I think you’re raising two questions, one about how human brains actually work, and one about how future AIs could or should work. Taking them in order:
Q1: IN HUMANS, is Approval Reward in fact innate (as I claim) or do people learn those behaviors & motivations from experience, means-end reasoning, etc.?
I really feel strongly that it’s the former. Some bits of evidence would be: how early in life these kinds of behaviors start, how reliable they are, the person-to-person variability in how much people care about fitting in socially, and the general inability of people to not care about other people admiring them, even in situations where it knowably has no other downstream consequences, e.g. see Approval Reward post §4.1: “the pity play” as a tell for sociopaths.
I think there’s a more general rule that, if a person wants to do X, then either X has a past and ongoing history of immediately (within a second or so) preceding a ground-truth reward signal, or the person is doing X as a means-to-an-end of getting to Y, where Y is explicitly, consciously represented in their own mind as they start to do X. An example of the former is wanting to eat yummy food; an example of the latter is wanting to drive to the restaurant to eat yummy food—you’re explicitly holding the idea of the yummy restaurant food in your mind as you decide to go get in the car. I believe in this more general rule based on how I think reinforcement learning and credit assignment work in the brain. If you buy it, then it would follow that most Approval Reward related behavior has to lead to immediate brain reward signals, since people are not generally explicitly thinking about the long-term benefits of social status, like what you brought up in your comment.

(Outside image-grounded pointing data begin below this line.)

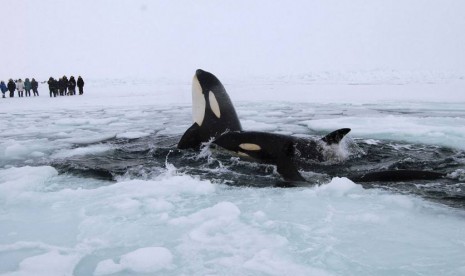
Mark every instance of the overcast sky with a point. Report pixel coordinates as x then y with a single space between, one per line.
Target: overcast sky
170 39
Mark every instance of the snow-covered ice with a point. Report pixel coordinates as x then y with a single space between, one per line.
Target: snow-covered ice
174 223
392 71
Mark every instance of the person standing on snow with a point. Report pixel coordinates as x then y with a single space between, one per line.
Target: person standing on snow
27 87
51 87
72 86
35 85
80 85
3 88
11 88
65 85
62 84
20 88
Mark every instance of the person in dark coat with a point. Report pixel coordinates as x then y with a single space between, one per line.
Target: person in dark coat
3 88
11 88
80 85
35 86
27 87
72 86
65 85
51 86
20 88
62 84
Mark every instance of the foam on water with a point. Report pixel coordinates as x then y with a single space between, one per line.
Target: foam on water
172 223
176 224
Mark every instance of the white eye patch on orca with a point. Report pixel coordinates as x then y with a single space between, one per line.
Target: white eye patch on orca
215 107
198 102
250 147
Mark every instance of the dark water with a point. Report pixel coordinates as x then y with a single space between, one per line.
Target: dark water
146 157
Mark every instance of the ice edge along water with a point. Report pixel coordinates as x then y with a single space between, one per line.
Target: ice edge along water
177 224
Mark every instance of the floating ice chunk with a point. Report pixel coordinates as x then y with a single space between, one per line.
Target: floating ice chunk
91 140
94 149
142 260
50 263
270 263
132 135
223 210
257 126
14 181
338 187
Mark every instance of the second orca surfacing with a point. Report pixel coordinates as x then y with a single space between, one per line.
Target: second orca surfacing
215 120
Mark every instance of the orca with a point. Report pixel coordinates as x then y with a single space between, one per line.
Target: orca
281 150
212 111
215 120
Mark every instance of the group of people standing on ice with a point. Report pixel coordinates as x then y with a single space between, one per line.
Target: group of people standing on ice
21 86
60 87
65 87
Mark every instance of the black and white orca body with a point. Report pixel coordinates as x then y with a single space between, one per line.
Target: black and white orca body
215 118
212 111
281 150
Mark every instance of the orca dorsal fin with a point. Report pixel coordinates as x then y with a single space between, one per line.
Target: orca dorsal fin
336 136
190 139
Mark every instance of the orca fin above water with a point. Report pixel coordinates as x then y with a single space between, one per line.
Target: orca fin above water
336 136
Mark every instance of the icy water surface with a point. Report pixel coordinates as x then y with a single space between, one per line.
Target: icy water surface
105 192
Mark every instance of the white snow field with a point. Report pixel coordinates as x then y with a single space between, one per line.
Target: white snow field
176 224
389 70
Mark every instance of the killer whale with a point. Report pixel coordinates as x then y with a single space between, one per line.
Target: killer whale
284 151
215 119
212 111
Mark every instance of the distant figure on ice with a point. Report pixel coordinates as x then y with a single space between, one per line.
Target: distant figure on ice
3 88
20 88
35 86
52 86
11 88
72 86
27 87
81 85
65 84
62 84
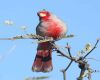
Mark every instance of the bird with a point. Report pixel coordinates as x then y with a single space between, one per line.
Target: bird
49 26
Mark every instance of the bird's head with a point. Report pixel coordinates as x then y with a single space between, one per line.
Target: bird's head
43 15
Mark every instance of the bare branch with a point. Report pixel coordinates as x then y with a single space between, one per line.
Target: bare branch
91 49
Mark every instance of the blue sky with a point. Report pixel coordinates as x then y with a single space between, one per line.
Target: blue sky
82 17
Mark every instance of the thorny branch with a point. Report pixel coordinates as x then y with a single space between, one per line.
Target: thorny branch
83 65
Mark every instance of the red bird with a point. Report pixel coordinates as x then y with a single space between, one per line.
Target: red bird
49 26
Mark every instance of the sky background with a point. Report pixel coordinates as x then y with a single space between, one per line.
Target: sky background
82 17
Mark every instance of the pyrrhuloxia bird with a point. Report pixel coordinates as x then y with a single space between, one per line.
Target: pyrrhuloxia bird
49 26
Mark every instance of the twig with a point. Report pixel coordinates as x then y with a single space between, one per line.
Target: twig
68 66
91 49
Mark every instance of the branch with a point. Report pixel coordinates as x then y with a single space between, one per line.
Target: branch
91 49
29 36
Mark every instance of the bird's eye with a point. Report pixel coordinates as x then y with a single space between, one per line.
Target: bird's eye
42 14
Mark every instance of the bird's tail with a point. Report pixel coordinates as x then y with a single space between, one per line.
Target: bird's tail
43 59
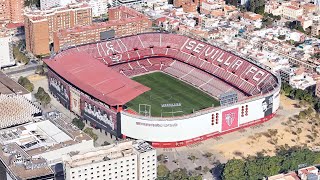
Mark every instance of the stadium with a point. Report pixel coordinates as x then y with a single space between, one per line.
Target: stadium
168 89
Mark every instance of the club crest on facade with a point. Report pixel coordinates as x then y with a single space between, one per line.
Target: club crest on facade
230 118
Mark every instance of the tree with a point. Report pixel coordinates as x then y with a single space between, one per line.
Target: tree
287 159
192 158
281 37
162 171
205 169
42 96
260 10
32 3
208 154
19 56
90 132
78 122
234 169
23 81
40 70
105 143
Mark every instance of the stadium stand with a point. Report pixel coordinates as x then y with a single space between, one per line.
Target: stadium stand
146 48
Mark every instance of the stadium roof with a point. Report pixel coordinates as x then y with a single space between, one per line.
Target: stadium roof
96 79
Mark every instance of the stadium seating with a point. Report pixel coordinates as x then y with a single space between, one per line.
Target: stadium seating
16 109
159 51
150 40
147 49
132 42
173 41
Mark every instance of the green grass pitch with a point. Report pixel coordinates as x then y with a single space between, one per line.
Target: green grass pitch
166 89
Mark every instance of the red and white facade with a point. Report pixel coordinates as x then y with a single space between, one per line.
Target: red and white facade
205 66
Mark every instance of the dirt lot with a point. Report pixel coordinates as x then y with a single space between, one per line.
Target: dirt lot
283 130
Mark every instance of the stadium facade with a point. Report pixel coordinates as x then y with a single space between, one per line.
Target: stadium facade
93 82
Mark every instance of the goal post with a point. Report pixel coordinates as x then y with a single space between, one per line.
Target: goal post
145 109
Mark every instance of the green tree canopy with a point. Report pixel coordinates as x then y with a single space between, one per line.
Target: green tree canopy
25 82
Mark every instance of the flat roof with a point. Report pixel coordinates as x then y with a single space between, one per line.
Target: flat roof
105 153
96 78
9 86
23 147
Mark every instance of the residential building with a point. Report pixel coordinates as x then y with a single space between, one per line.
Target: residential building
116 3
286 74
40 25
11 11
6 55
190 7
317 91
31 151
292 12
123 160
47 4
123 21
99 7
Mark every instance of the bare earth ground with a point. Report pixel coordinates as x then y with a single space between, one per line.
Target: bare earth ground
281 130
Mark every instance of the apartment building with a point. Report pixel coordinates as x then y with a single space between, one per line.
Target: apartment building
116 3
123 21
40 25
99 7
133 160
6 56
292 12
11 11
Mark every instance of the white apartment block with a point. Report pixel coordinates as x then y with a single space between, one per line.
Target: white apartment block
99 7
47 4
128 3
6 56
131 160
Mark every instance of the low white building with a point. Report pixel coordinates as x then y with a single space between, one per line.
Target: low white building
116 3
47 4
133 160
6 56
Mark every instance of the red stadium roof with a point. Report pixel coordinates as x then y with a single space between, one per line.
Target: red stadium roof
96 79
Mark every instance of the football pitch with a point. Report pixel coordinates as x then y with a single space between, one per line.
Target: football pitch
165 91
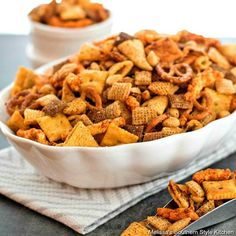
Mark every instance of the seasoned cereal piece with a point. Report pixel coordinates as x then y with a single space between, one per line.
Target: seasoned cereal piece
152 58
136 229
116 136
80 136
121 68
179 225
111 79
183 188
143 115
54 127
134 50
25 79
47 99
132 102
211 175
194 125
58 78
143 78
194 188
171 122
16 121
99 128
119 121
97 115
75 107
125 112
179 101
158 222
89 52
31 116
166 49
113 110
93 78
221 102
233 104
73 81
219 190
205 208
119 91
84 118
218 58
158 103
54 107
177 214
178 195
197 199
147 36
146 95
163 88
136 130
225 86
33 134
165 132
67 94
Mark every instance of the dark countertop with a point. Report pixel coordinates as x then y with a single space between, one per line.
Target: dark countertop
18 220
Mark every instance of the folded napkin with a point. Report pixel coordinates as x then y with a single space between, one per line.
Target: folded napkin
81 209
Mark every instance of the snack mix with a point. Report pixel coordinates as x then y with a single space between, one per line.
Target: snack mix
69 13
207 190
126 89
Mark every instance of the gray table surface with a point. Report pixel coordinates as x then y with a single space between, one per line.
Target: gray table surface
17 220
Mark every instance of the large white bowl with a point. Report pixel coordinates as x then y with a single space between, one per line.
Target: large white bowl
49 43
106 167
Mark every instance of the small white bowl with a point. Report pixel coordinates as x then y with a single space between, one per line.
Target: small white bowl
107 167
49 43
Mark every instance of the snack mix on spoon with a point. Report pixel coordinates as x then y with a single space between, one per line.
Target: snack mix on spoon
207 190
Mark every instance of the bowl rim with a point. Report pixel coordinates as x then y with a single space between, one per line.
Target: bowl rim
5 129
82 30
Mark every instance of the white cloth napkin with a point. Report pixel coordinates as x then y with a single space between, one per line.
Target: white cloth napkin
81 209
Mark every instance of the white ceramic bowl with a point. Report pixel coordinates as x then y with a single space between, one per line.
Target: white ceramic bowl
106 167
49 43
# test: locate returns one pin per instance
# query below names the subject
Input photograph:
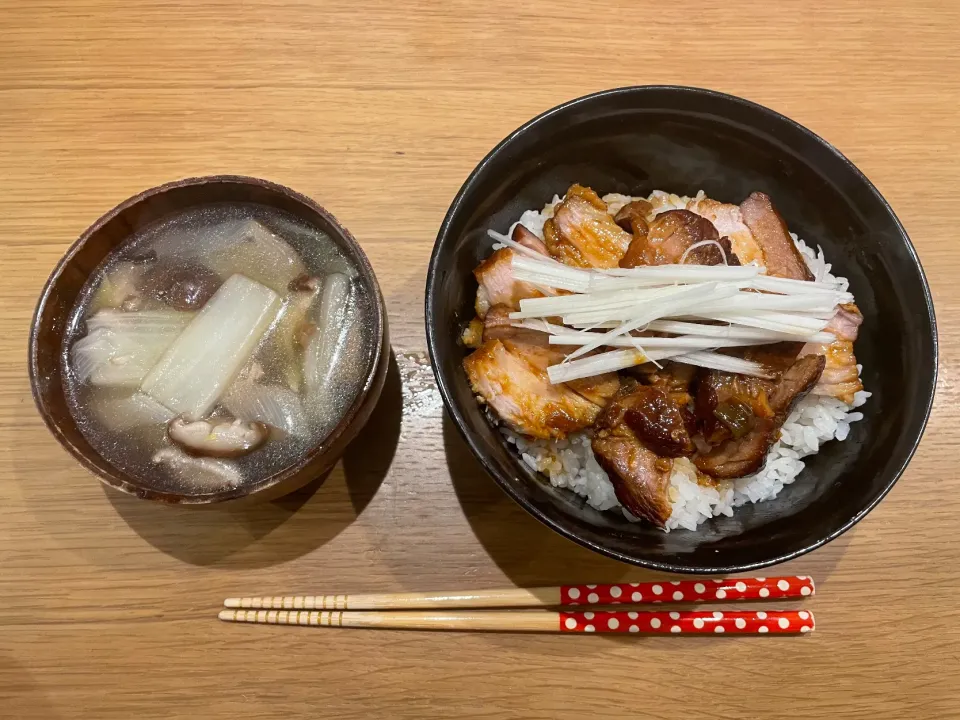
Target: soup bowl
(65, 285)
(682, 140)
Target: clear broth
(192, 235)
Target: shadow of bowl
(264, 534)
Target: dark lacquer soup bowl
(48, 352)
(682, 140)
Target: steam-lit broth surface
(172, 268)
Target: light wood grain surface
(108, 604)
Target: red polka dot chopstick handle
(690, 622)
(728, 590)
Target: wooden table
(107, 604)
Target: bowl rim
(475, 445)
(244, 490)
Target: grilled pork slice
(670, 235)
(729, 223)
(598, 389)
(526, 238)
(840, 378)
(497, 284)
(497, 325)
(780, 254)
(633, 216)
(583, 234)
(754, 433)
(511, 378)
(640, 477)
(638, 436)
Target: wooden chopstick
(728, 590)
(689, 622)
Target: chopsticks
(621, 621)
(727, 590)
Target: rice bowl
(570, 463)
(631, 140)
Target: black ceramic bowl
(634, 140)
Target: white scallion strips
(608, 308)
(622, 359)
(213, 348)
(121, 347)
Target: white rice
(815, 419)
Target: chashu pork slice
(746, 452)
(841, 378)
(582, 233)
(511, 379)
(780, 254)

Q2: If you agree on the above, then we can still wonder: IN FUTURE AGIs, can we make AGIs that lack anything like innate Approval Drive, i.e. they’re “innately sociopathic”, but they develop similar Approval-Reward-type behaviors from experience, means-end reasoning, etc.?

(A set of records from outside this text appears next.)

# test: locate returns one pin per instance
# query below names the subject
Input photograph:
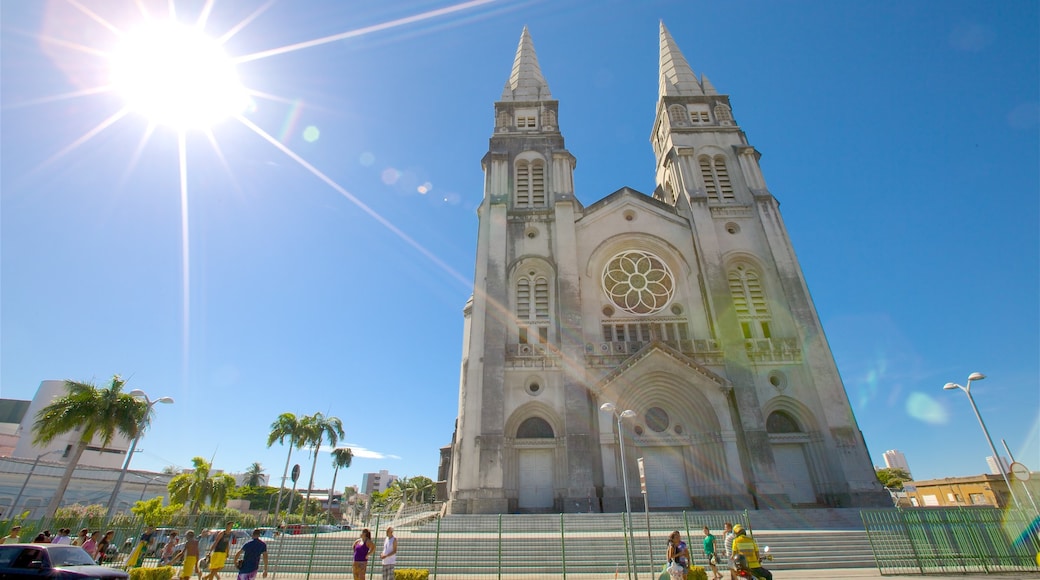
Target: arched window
(677, 114)
(781, 422)
(533, 307)
(535, 427)
(717, 178)
(530, 183)
(749, 300)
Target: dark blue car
(47, 560)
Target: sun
(176, 76)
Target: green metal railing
(953, 539)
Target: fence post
(628, 549)
(563, 545)
(437, 548)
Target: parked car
(46, 560)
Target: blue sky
(901, 138)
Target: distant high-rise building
(371, 482)
(995, 468)
(895, 458)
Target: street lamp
(996, 456)
(627, 414)
(136, 393)
(26, 482)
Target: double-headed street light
(996, 456)
(136, 393)
(627, 414)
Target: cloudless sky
(901, 138)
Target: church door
(794, 473)
(666, 473)
(536, 479)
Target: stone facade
(686, 307)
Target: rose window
(638, 282)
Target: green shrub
(161, 573)
(408, 574)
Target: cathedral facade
(676, 327)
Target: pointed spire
(526, 82)
(677, 79)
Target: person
(678, 553)
(746, 546)
(62, 536)
(91, 546)
(218, 553)
(137, 556)
(709, 552)
(169, 548)
(389, 555)
(106, 541)
(363, 548)
(189, 554)
(13, 536)
(250, 555)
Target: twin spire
(677, 79)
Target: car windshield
(69, 555)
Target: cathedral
(670, 337)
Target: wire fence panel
(953, 541)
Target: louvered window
(749, 301)
(530, 184)
(523, 184)
(717, 178)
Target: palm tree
(341, 457)
(287, 425)
(95, 414)
(316, 427)
(254, 475)
(198, 488)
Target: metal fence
(470, 547)
(953, 539)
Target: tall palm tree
(198, 488)
(97, 414)
(316, 427)
(286, 426)
(341, 457)
(254, 475)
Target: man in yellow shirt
(745, 545)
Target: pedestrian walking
(363, 549)
(389, 555)
(249, 557)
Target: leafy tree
(154, 513)
(254, 475)
(198, 488)
(316, 427)
(286, 426)
(95, 413)
(341, 457)
(892, 477)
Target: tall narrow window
(523, 184)
(749, 301)
(531, 309)
(717, 178)
(538, 184)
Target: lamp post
(26, 482)
(967, 391)
(136, 393)
(627, 414)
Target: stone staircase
(590, 543)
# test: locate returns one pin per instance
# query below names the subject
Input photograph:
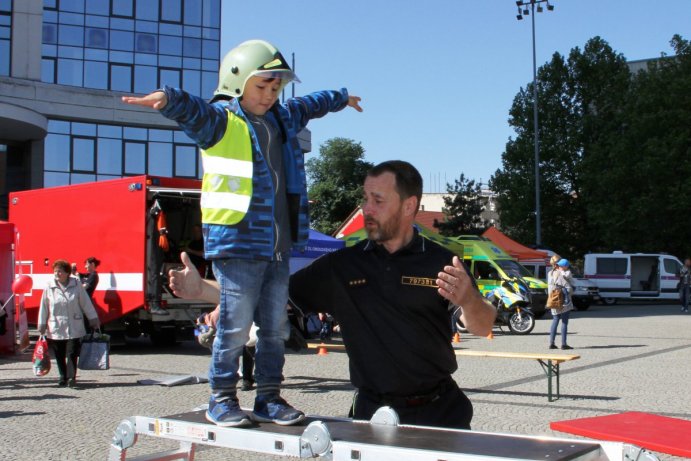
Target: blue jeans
(564, 317)
(250, 291)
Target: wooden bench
(549, 362)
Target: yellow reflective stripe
(218, 165)
(224, 217)
(225, 201)
(228, 169)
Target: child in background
(254, 208)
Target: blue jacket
(205, 123)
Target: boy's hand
(156, 100)
(354, 102)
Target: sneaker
(276, 410)
(226, 413)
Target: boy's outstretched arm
(156, 100)
(354, 102)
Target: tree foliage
(614, 154)
(640, 202)
(462, 208)
(335, 182)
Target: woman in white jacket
(64, 305)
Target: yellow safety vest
(227, 181)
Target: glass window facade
(81, 38)
(78, 152)
(132, 46)
(6, 36)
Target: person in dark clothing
(392, 295)
(90, 279)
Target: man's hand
(186, 283)
(354, 102)
(156, 100)
(455, 285)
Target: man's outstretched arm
(188, 284)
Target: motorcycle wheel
(523, 324)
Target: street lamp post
(524, 11)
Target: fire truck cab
(136, 227)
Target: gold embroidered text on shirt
(419, 281)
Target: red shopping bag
(41, 357)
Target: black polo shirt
(395, 325)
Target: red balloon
(22, 284)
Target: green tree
(335, 182)
(577, 101)
(638, 181)
(462, 208)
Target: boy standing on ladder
(254, 208)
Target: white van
(621, 275)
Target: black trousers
(452, 409)
(66, 353)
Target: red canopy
(512, 247)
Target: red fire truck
(135, 226)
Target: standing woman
(64, 305)
(90, 280)
(560, 279)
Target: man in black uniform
(392, 295)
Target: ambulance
(648, 276)
(136, 226)
(489, 264)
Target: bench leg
(551, 369)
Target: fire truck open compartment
(124, 223)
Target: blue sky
(437, 77)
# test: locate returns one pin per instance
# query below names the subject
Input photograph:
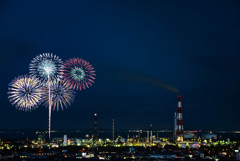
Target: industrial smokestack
(179, 120)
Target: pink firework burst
(79, 73)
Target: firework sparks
(62, 95)
(25, 92)
(78, 73)
(46, 66)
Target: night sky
(145, 53)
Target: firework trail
(25, 92)
(79, 73)
(62, 95)
(47, 67)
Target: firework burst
(62, 95)
(25, 92)
(46, 66)
(78, 73)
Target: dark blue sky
(144, 53)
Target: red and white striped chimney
(179, 120)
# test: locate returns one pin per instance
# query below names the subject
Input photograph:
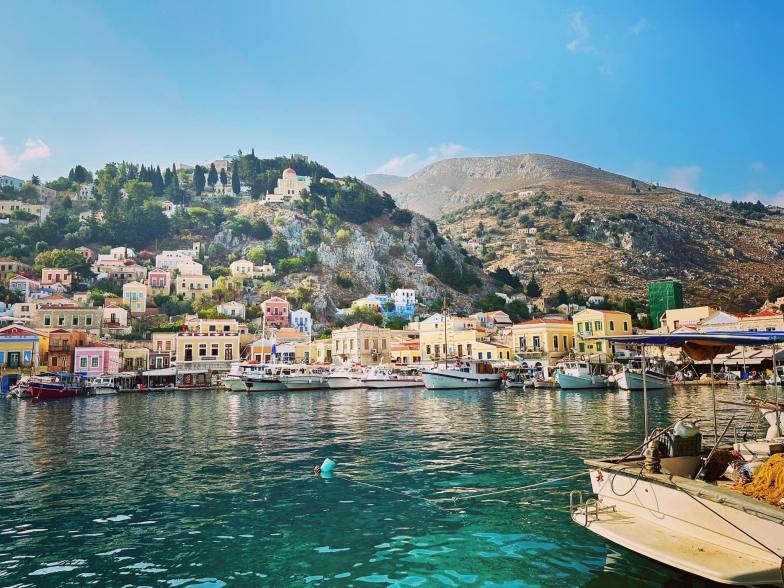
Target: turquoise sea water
(216, 488)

This is worth considering—just as, by analogy, humans have innate fear of heights, but a rational utility maximizer without any innate fear of heights will nevertheless display many of the same behaviors (e.g. not dancing near the edge of a precipice), simply because it recognizes that falling off a cliff would be bad for its long-term goals.
…But I’m very skeptical that it works in the case at hand. Yes, we can easily come up with situations where a rational utility maximizer will correctly recognize that Approval Reward type behaviors (pride, blame-avoidance, prestige-seeking, wanting-to-be-helpful, etc.) are the best way of accomplishing its sociopathic goals. But we can also come up with situations where it isn’t, even accounting for unknown unknowns etc.
Smart agents will find rules-of-thumb that are normally good ideas, but they’ll also drop those rules-of-thumb in situations where they no longer make sense for accomplishing their goals. So it’s not enough to say that a rule-of-thumb would generally have good consequences; it has to outcompete the conditional policy of “follow the rule-of-thumb by default, but also understand why the rule-of-thumb tends to be a good idea, and then drop the rule-of-thumb in the situations where it no longer makes sense for my selfish goals”.
Humans do this all the time. I have a rule-of-thumb that it’s wise to wear boots in the snow, but as I’ve gotten older I now understand why it’s wise to wear boots in the snow, and given that knowledge, I will sometimes choose to not wear boots in the snow. And I tend to make good decisions in that regard, such that I far outperform the alternate policy of “wear boots in the snow always, no matter what”.